OPINIONFinancing

Guillermo Perales takes on Taco Bueno

The longtime franchisee is now in charge of an entire brand, and he’s impatient to get things fixed, says RB’s The Bottom Line.
Photograph courtesy of Taco Bueno

the bottom line

Guillermo Perales knows he has to be patient with the turnaround that he wants for Taco Bueno.

That’s difficult for Perales, who built his 1,000-unit franchisee, Sun Holdings, with a particular aggressiveness. He builds dozens of new restaurants every year under brands such as Burger King, Arby’s, Popeyes Louisiana Kitchen and Krispy Kreme.

Since buying the Dallas-based Taco Bueno out of bankruptcy in January, he hasn’t opened one, though he has chosen a new prototype and has four restaurants under construction.

“We’ve been slow at it,” Perales said in an interview with Restaurant Business. “We’ve built over 200 stores in the last three years (as a franchisee). I like to build. But (at Taco Bueno) we haven’t been able to build a single one.”

To be sure, “slow” is a relative term. Since the purchase, Taco Bueno has improved its ingredients, started working on remodels and is marketing and advertising the brand again.

And turnarounds take time. It took years for Taco Bueno to land itself in bankruptcy last year. It’s not a quick fix. Nor does the brand have just one issue that needs attention.

“If we remodel but we don’t have a good product, it won’t work,” Perales said. “If we have a good product but a bad facility, it won’t work. If we don’t have good advertising, it won’t work.

“It’s like the perfect storm. To get it working again we have to fix everything. And if we don’t fix everything, some customers will get upset.”

Taco Bueno filed for bankruptcy protection last November. The chain had been struggling and hired a restructuring consultant in August so it could find a buyer.

Heavy rains led to a steep decline in sales last September, prompting a filing. “I would say the last two years were brutal,” Perales said. “Not just September.”

Indeed, system sales at the brand declined from $192 million in 2013 to $170 million in 2018, the year of the bankruptcy filing. Since then, the brand has shed locations. It has fewer than 150 today, compared to 169 at the time of the filing. Most of the restaurants are company-owned.

The brand had a ton of debt—$130 million—so it likely cut corners to make enough money to make those payments.

That led to a lot of problems that ultimately did the brand in. “It wasn’t just one thing,” he said. He noted the quality of the tortillas was poor, and the company changed the recipe of its popular queso as well as the beef for its tacos and burritos. “The food wasn’t at its peak,” Perales said.

The company didn’t invest in its facilities, and it cut advertising as its financial problems worsened.

Taco Bueno was also owned by a succession of private-equity firms that Perales said hoped to turn the brand into a big national chain.

“Every private-equity firm has come to this brand thinking it could be Taco Bell,” Perales said. “I doubt that could really be possible.”
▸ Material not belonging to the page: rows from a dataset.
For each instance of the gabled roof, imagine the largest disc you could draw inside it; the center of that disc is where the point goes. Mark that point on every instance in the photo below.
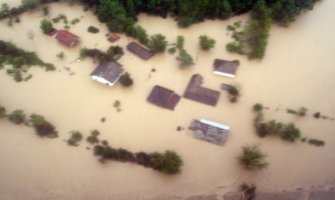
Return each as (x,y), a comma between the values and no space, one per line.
(113,37)
(139,50)
(107,73)
(209,131)
(163,97)
(66,38)
(225,67)
(195,92)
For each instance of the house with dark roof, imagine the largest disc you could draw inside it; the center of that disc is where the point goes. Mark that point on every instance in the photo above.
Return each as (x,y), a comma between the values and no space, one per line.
(113,37)
(225,67)
(196,92)
(209,131)
(139,50)
(163,97)
(107,73)
(66,38)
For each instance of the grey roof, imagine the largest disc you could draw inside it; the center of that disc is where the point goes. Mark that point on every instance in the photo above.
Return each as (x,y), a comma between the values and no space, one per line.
(225,66)
(139,50)
(110,71)
(209,131)
(163,97)
(195,92)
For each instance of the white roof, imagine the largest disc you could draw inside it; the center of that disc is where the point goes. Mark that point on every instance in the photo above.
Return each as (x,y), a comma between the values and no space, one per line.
(215,124)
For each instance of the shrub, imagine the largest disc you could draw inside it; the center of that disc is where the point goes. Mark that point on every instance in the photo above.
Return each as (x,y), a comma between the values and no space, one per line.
(17,117)
(126,80)
(253,158)
(46,26)
(76,137)
(157,43)
(206,43)
(93,29)
(42,127)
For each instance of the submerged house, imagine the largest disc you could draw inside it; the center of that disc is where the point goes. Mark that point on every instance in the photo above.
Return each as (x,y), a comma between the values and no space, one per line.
(195,92)
(163,97)
(66,38)
(139,50)
(107,73)
(210,131)
(113,37)
(225,67)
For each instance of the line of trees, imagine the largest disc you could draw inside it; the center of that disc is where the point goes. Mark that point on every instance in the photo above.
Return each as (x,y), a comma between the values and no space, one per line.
(20,61)
(168,162)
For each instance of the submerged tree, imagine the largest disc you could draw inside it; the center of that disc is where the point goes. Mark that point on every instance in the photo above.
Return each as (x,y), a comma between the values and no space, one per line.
(253,158)
(42,127)
(126,80)
(206,43)
(157,43)
(46,26)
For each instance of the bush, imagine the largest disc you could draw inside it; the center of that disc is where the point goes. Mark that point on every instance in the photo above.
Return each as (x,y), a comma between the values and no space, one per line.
(17,117)
(157,43)
(93,29)
(126,80)
(76,137)
(253,158)
(206,43)
(46,26)
(42,127)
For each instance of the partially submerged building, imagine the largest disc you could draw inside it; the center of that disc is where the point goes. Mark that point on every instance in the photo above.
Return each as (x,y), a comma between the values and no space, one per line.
(163,97)
(139,50)
(225,67)
(209,131)
(107,73)
(113,37)
(196,92)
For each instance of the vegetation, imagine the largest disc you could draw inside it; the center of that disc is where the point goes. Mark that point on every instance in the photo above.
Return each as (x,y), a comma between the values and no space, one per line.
(206,43)
(169,162)
(126,80)
(157,43)
(113,54)
(17,117)
(42,127)
(93,29)
(75,138)
(252,158)
(46,26)
(249,191)
(93,138)
(19,60)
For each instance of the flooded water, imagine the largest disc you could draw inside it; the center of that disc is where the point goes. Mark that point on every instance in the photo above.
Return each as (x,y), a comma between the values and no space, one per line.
(298,70)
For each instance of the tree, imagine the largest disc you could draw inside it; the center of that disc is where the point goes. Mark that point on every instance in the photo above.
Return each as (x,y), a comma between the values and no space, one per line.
(46,26)
(42,127)
(76,137)
(29,4)
(2,112)
(252,158)
(206,43)
(126,80)
(157,43)
(17,117)
(168,163)
(184,58)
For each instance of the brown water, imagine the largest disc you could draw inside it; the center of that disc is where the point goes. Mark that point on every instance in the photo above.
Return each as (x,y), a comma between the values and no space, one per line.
(298,70)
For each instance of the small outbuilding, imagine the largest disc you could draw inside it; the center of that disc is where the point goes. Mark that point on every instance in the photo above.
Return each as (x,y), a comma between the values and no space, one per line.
(209,131)
(107,73)
(163,97)
(66,38)
(139,51)
(225,67)
(196,92)
(113,37)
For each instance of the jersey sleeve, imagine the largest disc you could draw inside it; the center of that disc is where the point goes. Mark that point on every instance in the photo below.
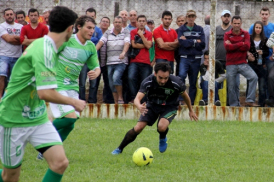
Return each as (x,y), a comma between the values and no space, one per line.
(3,31)
(93,62)
(44,67)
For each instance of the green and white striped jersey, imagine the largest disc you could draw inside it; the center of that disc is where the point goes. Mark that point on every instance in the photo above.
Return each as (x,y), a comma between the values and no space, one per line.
(71,61)
(34,70)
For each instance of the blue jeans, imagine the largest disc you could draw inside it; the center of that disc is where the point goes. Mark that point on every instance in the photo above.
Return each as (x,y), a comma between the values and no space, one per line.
(231,75)
(171,63)
(115,73)
(204,86)
(107,94)
(191,68)
(93,86)
(137,72)
(6,65)
(262,76)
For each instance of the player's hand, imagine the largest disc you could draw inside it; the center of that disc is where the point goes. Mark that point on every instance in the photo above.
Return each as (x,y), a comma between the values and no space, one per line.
(143,109)
(183,37)
(193,116)
(92,75)
(227,42)
(122,56)
(79,105)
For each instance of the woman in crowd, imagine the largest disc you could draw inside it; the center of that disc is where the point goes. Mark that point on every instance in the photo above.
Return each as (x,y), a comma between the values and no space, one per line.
(256,58)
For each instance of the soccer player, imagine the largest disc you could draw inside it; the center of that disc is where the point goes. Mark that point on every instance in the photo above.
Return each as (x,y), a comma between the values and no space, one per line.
(162,90)
(79,50)
(23,112)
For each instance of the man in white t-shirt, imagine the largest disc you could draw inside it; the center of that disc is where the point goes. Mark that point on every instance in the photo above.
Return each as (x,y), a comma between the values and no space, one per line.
(10,48)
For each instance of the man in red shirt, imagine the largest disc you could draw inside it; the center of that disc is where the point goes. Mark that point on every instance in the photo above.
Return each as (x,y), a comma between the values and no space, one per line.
(237,43)
(33,30)
(166,40)
(139,67)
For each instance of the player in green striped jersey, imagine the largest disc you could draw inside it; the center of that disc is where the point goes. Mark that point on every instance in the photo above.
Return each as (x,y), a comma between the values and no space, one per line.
(76,52)
(23,115)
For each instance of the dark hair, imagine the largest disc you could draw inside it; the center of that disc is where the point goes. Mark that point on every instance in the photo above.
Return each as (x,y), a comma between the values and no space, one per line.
(33,10)
(19,12)
(7,9)
(91,10)
(206,52)
(166,13)
(106,18)
(163,66)
(82,20)
(141,16)
(118,17)
(61,18)
(237,17)
(265,9)
(262,35)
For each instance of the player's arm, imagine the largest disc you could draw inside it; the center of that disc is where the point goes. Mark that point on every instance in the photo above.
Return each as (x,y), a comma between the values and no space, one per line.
(99,45)
(12,39)
(92,74)
(137,101)
(27,42)
(51,95)
(187,100)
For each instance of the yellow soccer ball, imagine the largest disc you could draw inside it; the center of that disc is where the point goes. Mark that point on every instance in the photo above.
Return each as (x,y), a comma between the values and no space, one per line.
(142,156)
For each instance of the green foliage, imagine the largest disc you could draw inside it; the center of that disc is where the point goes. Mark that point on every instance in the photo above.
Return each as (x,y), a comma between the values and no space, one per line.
(197,151)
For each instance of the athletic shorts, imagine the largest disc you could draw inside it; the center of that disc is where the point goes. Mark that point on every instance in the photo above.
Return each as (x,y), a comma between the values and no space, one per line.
(157,112)
(14,140)
(60,110)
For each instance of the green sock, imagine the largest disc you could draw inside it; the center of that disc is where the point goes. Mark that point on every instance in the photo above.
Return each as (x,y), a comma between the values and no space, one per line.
(64,132)
(60,123)
(1,180)
(52,176)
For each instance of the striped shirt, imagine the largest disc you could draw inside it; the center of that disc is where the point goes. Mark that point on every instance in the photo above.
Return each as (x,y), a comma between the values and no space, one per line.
(115,45)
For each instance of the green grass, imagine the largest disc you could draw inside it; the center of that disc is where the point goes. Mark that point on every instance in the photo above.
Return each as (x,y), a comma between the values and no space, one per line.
(202,151)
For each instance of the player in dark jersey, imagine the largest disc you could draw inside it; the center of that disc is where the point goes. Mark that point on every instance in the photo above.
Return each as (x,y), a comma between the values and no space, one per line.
(162,90)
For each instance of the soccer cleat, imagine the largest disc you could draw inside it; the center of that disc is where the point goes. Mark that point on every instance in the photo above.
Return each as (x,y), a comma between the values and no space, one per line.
(40,156)
(202,103)
(217,103)
(116,151)
(163,145)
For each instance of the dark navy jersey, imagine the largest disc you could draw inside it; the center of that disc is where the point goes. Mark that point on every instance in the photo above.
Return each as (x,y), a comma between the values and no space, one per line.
(163,95)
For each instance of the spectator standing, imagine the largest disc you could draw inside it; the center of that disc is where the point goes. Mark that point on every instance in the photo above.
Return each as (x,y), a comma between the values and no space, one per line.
(124,15)
(207,35)
(20,17)
(107,94)
(139,67)
(33,30)
(237,43)
(10,48)
(257,56)
(180,21)
(93,84)
(219,78)
(220,53)
(151,25)
(118,41)
(192,43)
(45,15)
(166,41)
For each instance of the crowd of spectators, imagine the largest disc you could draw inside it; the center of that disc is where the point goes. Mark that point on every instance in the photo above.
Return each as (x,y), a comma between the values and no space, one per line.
(129,49)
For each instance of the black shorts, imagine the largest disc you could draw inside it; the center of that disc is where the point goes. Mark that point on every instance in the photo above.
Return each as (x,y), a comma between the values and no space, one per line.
(157,112)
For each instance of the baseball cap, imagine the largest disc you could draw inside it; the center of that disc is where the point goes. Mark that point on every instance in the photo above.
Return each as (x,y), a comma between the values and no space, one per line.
(150,21)
(226,12)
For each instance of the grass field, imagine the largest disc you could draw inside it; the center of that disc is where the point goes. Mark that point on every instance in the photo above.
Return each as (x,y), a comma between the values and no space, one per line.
(202,151)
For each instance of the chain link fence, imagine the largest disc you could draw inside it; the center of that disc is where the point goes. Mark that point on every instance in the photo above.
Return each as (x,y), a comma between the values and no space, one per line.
(247,9)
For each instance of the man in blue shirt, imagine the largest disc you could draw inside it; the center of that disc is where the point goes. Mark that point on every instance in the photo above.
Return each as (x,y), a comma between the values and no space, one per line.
(93,84)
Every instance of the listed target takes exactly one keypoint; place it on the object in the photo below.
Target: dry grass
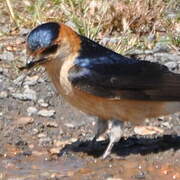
(127, 21)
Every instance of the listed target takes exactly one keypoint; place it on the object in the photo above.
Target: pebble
(42, 103)
(52, 124)
(69, 125)
(28, 94)
(45, 141)
(147, 130)
(31, 80)
(46, 113)
(25, 120)
(172, 65)
(31, 110)
(18, 81)
(55, 150)
(3, 94)
(7, 56)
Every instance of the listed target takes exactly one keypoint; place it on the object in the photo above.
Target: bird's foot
(115, 133)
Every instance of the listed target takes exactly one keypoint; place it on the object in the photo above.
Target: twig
(11, 11)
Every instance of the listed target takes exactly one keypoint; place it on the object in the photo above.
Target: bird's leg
(115, 132)
(101, 127)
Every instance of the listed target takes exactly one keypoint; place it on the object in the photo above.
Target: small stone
(52, 124)
(42, 135)
(46, 113)
(25, 120)
(7, 56)
(69, 125)
(147, 130)
(24, 31)
(31, 111)
(19, 79)
(55, 150)
(35, 131)
(42, 103)
(3, 94)
(45, 141)
(172, 65)
(31, 80)
(28, 94)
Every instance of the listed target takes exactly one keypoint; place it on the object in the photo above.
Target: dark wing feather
(111, 75)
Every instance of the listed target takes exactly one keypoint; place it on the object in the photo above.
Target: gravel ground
(42, 137)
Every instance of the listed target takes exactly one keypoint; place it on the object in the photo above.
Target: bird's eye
(50, 50)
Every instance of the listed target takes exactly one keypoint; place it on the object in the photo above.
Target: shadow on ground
(132, 145)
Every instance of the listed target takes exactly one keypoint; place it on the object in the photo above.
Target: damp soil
(42, 137)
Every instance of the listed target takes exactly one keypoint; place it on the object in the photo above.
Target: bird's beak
(32, 62)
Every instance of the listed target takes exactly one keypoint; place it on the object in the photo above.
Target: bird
(100, 82)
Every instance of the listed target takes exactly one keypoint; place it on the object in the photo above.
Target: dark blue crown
(43, 35)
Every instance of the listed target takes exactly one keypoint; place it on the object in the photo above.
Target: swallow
(100, 82)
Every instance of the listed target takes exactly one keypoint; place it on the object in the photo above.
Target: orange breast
(106, 108)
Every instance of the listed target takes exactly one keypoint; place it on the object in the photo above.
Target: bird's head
(50, 41)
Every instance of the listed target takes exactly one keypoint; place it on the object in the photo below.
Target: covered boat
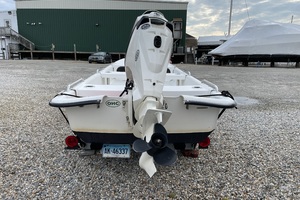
(263, 41)
(143, 102)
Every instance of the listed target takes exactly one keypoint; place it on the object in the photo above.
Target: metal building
(87, 26)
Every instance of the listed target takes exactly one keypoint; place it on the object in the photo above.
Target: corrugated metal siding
(66, 27)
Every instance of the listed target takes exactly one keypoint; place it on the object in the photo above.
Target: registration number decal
(116, 151)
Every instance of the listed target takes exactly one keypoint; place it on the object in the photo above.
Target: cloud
(211, 17)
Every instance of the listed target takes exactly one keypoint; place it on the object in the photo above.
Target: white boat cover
(259, 37)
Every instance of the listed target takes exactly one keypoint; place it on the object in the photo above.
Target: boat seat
(121, 69)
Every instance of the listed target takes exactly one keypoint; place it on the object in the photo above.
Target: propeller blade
(165, 156)
(140, 145)
(146, 162)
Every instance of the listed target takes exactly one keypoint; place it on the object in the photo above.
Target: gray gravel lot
(254, 153)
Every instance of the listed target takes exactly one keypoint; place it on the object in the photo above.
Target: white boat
(143, 102)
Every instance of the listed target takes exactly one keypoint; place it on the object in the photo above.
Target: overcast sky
(211, 17)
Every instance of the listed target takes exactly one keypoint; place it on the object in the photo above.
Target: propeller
(156, 150)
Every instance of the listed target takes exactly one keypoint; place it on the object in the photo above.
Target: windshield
(99, 54)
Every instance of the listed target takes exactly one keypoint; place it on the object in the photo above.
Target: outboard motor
(146, 62)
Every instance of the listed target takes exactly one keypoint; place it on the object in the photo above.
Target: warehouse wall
(110, 29)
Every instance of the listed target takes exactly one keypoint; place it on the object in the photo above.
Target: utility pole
(230, 13)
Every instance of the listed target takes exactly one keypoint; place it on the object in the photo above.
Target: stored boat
(142, 102)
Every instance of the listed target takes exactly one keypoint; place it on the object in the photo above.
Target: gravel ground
(254, 153)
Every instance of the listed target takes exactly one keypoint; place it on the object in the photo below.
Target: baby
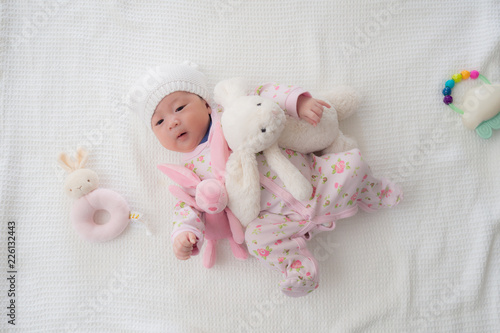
(174, 102)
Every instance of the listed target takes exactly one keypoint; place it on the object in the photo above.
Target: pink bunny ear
(183, 196)
(219, 151)
(179, 174)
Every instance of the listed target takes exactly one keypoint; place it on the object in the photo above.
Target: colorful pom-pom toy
(481, 107)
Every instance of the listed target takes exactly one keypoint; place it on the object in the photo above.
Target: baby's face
(180, 121)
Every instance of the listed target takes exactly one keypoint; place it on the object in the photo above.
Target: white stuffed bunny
(252, 124)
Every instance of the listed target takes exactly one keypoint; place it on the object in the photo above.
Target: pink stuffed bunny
(210, 196)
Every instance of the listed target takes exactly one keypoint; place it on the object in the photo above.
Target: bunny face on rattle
(81, 182)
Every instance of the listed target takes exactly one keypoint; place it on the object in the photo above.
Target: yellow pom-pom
(457, 77)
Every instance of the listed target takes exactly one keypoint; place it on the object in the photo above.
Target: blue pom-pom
(450, 83)
(447, 91)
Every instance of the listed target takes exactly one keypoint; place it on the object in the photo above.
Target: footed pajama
(342, 182)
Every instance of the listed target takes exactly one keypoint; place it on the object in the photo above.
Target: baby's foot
(300, 278)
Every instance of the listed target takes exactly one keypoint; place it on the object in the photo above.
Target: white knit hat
(160, 81)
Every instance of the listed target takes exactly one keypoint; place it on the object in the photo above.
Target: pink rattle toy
(210, 197)
(82, 184)
(481, 107)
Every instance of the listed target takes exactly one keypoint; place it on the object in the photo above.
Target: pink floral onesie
(342, 183)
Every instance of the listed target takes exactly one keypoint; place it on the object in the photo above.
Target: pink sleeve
(186, 218)
(285, 95)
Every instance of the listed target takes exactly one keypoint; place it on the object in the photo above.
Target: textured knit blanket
(429, 265)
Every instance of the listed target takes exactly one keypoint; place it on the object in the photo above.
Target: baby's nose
(174, 123)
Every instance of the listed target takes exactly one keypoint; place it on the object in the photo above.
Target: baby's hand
(183, 245)
(310, 109)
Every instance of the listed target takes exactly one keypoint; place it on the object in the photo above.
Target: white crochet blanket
(429, 265)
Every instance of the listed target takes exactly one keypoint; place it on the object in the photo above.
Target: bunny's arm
(285, 95)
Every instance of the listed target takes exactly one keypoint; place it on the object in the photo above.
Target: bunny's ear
(243, 186)
(65, 162)
(81, 158)
(219, 151)
(225, 92)
(181, 175)
(183, 196)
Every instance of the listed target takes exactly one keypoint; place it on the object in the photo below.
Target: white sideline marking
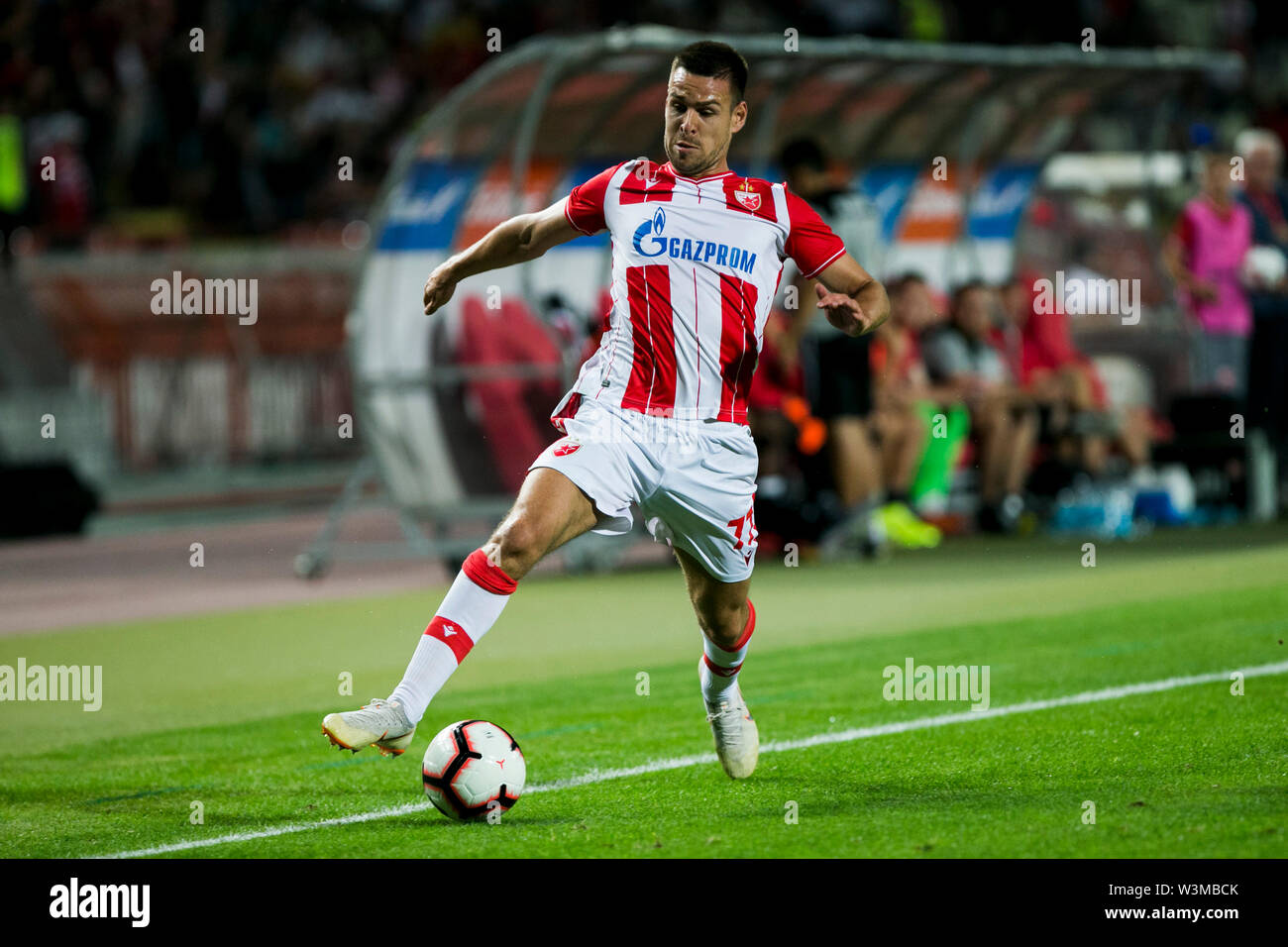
(1109, 693)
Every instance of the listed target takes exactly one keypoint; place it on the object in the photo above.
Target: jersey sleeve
(810, 243)
(585, 204)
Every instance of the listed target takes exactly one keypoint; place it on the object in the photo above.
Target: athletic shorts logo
(566, 449)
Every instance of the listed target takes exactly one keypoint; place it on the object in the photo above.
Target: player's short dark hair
(716, 60)
(802, 153)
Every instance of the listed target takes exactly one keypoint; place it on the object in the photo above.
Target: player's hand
(438, 289)
(842, 311)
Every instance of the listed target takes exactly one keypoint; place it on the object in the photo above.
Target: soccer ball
(472, 770)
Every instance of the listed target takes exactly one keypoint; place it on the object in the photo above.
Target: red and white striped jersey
(696, 268)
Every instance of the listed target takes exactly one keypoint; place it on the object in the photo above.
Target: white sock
(720, 668)
(471, 607)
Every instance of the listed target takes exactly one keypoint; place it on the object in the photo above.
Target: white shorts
(694, 480)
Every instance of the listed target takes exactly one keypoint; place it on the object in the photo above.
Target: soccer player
(658, 412)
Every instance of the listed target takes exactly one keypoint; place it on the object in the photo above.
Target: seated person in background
(1063, 381)
(960, 359)
(903, 407)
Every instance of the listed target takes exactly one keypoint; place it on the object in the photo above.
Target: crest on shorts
(747, 197)
(567, 447)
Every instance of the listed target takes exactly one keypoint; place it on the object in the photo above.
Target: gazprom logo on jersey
(687, 248)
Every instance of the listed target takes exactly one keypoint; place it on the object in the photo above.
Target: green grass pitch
(224, 710)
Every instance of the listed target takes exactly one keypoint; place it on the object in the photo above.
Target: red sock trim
(489, 578)
(452, 635)
(746, 633)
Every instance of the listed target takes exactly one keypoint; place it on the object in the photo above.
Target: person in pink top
(1205, 256)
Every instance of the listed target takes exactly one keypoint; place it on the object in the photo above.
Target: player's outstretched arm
(853, 300)
(520, 239)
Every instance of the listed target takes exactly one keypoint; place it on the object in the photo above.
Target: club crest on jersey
(747, 197)
(567, 447)
(688, 248)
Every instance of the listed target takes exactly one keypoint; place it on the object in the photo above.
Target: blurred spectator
(1266, 198)
(1205, 254)
(905, 407)
(837, 369)
(960, 359)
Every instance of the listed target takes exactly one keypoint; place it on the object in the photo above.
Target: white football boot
(737, 737)
(380, 723)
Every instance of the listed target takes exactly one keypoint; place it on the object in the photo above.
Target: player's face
(700, 120)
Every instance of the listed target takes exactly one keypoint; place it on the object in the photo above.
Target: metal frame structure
(905, 78)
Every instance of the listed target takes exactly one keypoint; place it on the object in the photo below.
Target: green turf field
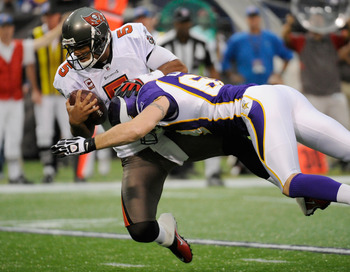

There are only two major nationwide Mexican chains: Chipotle Mexican Grill and Taco Bell. Other chains have struggled to make it nationwide, and the category is filled with regional competitors that do well in certain parts of the country.

As such, Perales has no lofty goals of making Taco Bueno the next Taco Bell.

“For us, being such a small brand with 150 stores, we can still double sales in every market,” he said. “So why expand in multiple states when you have a lot of work to do where you’re at?

“I would prefer to stay at home, make sure we operate better closer to home, and have better food closer to home.”

It’s more work for Perales to operate a brand rather than the franchised restaurants he had operated for more than 20 years. He has to worry about marketing and product development, things that he doesn’t have to worry about at his franchise locations.

“It’s a big weight to make sure you get good products and good advertising to increase sales,” he said. “If you’re a franchisee, your products and marketing are done by the brand. Here, we do that.”

That said, Perales said he is learning from the brands he operates and taking best practices and applying them to Taco Bueno. He’s also learning from the other brands’ mistakes.

“We learn from the other brands, what’s good and what’s bad,” he said. “We need to find that home-run product to move forward. And if we go back to the basics—good food, fresh food, good, remodeled stores, good products and advertising, we’ll be successful, and Taco Bueno becomes great again.”

Correction: A previous version of this story included the wrong number of locations Perales' Sun Holdings operates.